5. People still invest a lot in fintech
It’s not at all surprising that plenty of big businesses want to invest in fintech, as it’s a very lucrative and promising business. On top of that, this is still a market that is in its infancy, and we can expect huge things in the future. It is parented by both technology and finance, which makes it all the more attractive for investments. Over $300 billion has been invested in fintech in the last decade, and now this market globally is worth more than $4.7 trillion.

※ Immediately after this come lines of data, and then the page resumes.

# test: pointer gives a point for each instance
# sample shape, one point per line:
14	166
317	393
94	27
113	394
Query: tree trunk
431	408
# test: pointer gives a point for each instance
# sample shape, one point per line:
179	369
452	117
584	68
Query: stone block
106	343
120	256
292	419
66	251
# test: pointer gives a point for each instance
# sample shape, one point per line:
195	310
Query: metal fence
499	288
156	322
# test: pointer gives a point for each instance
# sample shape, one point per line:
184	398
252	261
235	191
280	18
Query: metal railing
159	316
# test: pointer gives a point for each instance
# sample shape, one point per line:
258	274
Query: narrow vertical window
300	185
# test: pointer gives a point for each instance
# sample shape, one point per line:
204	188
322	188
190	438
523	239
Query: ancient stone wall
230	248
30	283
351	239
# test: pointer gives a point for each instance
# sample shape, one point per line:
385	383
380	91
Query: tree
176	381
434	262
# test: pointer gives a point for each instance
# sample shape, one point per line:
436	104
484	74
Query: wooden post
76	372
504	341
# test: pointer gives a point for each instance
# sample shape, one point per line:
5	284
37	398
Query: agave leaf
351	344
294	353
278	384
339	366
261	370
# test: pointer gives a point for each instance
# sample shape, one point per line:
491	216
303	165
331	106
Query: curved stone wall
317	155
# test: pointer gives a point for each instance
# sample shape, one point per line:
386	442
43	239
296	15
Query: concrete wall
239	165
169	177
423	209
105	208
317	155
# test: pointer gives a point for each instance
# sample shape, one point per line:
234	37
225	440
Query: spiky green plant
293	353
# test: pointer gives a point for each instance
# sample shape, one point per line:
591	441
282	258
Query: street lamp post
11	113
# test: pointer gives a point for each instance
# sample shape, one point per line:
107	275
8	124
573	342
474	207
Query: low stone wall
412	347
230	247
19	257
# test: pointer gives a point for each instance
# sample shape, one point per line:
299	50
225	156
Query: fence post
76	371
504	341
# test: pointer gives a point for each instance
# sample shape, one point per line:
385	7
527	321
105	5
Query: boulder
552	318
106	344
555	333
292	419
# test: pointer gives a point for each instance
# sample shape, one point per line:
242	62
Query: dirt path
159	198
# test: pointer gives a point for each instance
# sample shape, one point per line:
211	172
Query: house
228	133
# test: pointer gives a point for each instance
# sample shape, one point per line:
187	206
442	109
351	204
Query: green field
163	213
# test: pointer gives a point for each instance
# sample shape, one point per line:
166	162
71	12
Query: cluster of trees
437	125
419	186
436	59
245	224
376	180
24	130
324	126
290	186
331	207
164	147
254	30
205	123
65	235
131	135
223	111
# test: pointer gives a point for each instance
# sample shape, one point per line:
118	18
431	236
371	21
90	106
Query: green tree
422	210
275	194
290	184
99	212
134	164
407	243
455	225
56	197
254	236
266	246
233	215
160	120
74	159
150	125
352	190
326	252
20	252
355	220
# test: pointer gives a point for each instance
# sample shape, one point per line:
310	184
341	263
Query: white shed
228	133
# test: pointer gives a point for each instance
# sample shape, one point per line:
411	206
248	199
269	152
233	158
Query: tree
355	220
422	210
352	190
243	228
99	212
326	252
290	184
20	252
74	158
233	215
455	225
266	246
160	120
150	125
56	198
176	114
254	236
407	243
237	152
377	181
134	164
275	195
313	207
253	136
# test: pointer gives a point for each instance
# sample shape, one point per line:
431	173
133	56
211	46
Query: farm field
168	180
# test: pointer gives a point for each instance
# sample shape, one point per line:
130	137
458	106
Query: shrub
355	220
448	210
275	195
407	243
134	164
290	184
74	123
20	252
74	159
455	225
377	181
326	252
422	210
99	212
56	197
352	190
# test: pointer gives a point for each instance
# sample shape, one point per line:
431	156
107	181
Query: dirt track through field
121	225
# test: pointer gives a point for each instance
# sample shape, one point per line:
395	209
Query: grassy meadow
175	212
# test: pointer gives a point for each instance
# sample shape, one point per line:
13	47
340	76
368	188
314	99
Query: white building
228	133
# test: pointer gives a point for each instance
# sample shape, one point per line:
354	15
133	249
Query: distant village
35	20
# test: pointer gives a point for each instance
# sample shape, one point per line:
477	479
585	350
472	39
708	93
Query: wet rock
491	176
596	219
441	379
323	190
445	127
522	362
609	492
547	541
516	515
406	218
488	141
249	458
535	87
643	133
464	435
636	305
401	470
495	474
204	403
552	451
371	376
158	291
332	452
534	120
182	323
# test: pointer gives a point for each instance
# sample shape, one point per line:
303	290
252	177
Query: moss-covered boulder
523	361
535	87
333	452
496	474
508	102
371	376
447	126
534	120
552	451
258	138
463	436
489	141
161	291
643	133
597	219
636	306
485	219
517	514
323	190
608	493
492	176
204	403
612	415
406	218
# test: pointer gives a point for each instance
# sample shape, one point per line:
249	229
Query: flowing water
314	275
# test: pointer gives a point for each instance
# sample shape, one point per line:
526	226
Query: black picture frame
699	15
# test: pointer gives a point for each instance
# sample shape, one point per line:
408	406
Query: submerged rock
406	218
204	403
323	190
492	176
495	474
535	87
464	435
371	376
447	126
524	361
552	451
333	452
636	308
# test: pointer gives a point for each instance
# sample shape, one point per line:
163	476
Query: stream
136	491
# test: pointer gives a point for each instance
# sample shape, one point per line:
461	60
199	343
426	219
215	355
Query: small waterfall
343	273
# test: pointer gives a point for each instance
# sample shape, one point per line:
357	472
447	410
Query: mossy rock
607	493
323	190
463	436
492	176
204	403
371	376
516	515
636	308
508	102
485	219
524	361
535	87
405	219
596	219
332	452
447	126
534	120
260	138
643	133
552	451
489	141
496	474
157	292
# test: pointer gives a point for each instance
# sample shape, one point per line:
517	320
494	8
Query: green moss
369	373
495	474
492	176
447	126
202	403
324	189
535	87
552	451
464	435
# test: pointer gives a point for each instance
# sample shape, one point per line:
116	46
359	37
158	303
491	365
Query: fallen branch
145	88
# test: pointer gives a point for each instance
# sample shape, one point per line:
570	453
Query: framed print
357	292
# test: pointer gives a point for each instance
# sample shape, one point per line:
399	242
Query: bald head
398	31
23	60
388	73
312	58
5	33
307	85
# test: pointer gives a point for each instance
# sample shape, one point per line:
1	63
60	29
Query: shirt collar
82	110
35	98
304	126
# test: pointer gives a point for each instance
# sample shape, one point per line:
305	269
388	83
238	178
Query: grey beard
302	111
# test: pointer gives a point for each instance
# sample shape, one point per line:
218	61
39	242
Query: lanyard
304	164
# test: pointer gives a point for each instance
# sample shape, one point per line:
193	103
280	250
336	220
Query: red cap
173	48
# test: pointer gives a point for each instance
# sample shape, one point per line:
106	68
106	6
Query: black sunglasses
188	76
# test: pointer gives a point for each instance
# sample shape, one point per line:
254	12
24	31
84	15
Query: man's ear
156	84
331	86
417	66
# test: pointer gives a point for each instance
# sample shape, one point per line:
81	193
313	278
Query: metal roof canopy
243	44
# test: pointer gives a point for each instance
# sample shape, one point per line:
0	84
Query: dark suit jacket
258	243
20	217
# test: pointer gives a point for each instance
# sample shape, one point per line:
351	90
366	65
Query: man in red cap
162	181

6. Fintech helped to lift people out of poverty
One of the things that fintech does well is the fact that it can lift people out of extreme poverty. How is it doing so? By giving the option of a digital bank to the citizens of underdeveloped countries who didn’t think that they needed traditional banks before. There are many countries around the world whose citizens have no opportunities to buy or sell their goods or services online. One of the best examples is Venezuela, a country that is still suffering from mass inflation. Citizens of Venezuela still heavily rely on funds that are being sent by their family members abroad, which might not be the best solution due to inflation. Thanks to fintech, people from Venezuela can rely on Dash transfers, an alternative payment option that is quite handy. On the other hand, Kenya is also a country that was financially completely illiterate up until some years ago, but now is a frontrunner in Africa when using Fintech services is concerned. So fintech can do a lot for a country’s economy, and another plus is the fact that the investments in creating the infrastructure are slightly lower than what it would take to create the infrastructure for a physical branch of a traditional bank.

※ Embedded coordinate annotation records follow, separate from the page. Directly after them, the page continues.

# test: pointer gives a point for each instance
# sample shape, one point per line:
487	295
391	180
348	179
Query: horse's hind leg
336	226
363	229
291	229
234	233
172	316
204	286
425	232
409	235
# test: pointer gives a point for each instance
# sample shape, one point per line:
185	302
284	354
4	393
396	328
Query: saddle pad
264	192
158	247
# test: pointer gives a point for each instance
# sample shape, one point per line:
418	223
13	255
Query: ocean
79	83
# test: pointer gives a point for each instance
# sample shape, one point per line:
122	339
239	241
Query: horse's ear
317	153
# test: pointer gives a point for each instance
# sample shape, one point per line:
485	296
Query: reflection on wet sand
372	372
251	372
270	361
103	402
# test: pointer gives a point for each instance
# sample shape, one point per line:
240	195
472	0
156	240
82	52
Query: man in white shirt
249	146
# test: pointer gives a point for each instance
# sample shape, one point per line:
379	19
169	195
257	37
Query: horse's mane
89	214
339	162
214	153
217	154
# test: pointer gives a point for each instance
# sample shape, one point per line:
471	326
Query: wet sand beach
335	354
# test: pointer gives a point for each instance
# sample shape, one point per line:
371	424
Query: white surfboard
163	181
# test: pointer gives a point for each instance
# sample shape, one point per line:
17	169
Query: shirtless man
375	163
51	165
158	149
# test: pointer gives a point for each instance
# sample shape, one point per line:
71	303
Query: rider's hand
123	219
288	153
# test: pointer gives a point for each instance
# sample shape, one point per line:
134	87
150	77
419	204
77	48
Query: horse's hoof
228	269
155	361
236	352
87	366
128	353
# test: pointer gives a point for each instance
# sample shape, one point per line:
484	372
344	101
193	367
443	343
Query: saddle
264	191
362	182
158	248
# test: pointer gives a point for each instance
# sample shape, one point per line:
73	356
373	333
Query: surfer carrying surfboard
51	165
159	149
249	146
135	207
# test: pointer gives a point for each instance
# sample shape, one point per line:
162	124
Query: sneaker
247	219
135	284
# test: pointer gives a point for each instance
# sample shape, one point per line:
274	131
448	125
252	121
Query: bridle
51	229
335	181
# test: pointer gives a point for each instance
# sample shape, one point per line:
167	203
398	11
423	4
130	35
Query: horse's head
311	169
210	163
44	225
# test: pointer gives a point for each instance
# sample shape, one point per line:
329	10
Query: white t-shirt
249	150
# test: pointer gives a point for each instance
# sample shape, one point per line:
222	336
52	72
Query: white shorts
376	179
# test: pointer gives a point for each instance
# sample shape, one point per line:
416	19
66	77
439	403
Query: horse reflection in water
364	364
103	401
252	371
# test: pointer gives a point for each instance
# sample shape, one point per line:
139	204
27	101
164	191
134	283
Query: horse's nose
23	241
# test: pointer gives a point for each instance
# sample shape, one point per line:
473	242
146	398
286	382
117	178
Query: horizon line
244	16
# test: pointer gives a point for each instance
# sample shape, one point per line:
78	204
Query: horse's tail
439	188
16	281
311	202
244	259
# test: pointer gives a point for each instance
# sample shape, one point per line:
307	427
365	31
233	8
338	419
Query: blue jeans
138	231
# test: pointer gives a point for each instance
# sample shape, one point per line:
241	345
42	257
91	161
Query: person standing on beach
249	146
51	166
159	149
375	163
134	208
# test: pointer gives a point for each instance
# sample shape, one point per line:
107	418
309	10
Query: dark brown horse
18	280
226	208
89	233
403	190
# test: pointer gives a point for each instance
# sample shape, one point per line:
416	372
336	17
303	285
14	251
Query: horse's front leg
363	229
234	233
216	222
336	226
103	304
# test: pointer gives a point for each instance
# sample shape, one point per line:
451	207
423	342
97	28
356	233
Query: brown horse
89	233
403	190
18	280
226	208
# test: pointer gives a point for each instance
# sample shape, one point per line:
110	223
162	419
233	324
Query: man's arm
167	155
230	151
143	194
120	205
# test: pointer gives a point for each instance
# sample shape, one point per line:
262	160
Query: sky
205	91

7. The work ethic is rather relaxed
Since we are already talking about the fact that fintech is a combination of traditional banking and state-of-the-art technology, it’s perfectly natural to discuss the work ethic in a Fintech company. Sure, they are still financial institutions, and a certain codex has to be met, but the work ethic is more relaxed than in traditional banks. As it tries to modernize the world of finance, plenty of Fintech companies allow its employees to come in jeans and t-shirts, thus creating a fine line between traditional banks and very relaxed IT companies. Company happy hours and gym memberships are yet other perks that Fintech companies offer. If you are from Serbia, you can take a look at what perks we offer right here.

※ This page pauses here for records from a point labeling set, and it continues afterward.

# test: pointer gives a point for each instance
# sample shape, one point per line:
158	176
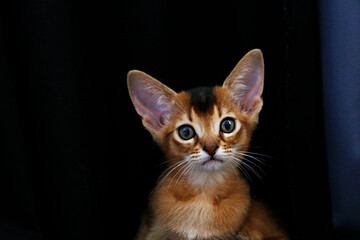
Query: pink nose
211	150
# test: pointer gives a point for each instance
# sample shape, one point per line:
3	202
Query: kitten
204	134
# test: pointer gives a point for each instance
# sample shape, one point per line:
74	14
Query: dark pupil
227	125
186	132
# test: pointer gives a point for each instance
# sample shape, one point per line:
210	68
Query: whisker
180	171
252	157
237	161
183	172
251	169
170	170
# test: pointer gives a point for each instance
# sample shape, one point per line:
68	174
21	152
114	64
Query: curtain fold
340	45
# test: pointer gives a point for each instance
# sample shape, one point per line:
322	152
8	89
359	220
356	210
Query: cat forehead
202	99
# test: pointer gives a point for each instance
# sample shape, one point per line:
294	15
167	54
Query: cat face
203	129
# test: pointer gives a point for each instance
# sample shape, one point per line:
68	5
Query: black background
76	162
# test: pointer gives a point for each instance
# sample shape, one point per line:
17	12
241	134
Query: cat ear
246	83
153	100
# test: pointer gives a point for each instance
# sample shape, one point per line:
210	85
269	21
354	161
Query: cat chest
203	217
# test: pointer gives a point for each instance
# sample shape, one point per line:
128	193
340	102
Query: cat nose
211	149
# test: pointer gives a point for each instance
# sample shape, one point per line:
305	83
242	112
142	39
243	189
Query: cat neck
204	182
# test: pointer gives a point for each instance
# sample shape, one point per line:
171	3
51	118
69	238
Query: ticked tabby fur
204	134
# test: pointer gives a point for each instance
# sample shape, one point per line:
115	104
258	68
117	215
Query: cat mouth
212	163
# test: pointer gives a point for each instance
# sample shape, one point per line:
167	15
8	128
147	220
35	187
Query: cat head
207	127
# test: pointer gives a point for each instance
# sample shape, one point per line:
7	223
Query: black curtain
340	45
75	161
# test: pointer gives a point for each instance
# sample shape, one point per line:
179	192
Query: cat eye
186	132
227	125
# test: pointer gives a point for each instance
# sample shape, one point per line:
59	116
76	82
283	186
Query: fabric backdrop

8. Countries where fintech is the strongest
The largest Fintech is China-based company Ant Financial, which is a Alibaba group’s spin-off company. It was founded in 2014, and today this company runs several giants such as AliPay (a huge payment method), Ant Fortune and Ant Financial Cloud. Ant Financial also owns the world’s third-largest money market fund, Yu’e Bao and a private credit rating system, Sesame Credit. The fact that the largest fintech company is located in China makes it completely logical that Asia is the biggest consumer of fintech. China and India have the most prominent Fintech usage, where more than 80% of people use fintech services daily. But even so, the USA is actually the biggest producer of fintech companies – Silicon Valley has the highest concentration of fintech companies. Apart from the USA and Asia, we should also mention two Baltic countries that are also huge producers of Fintech companies – Lithuania and Estonia.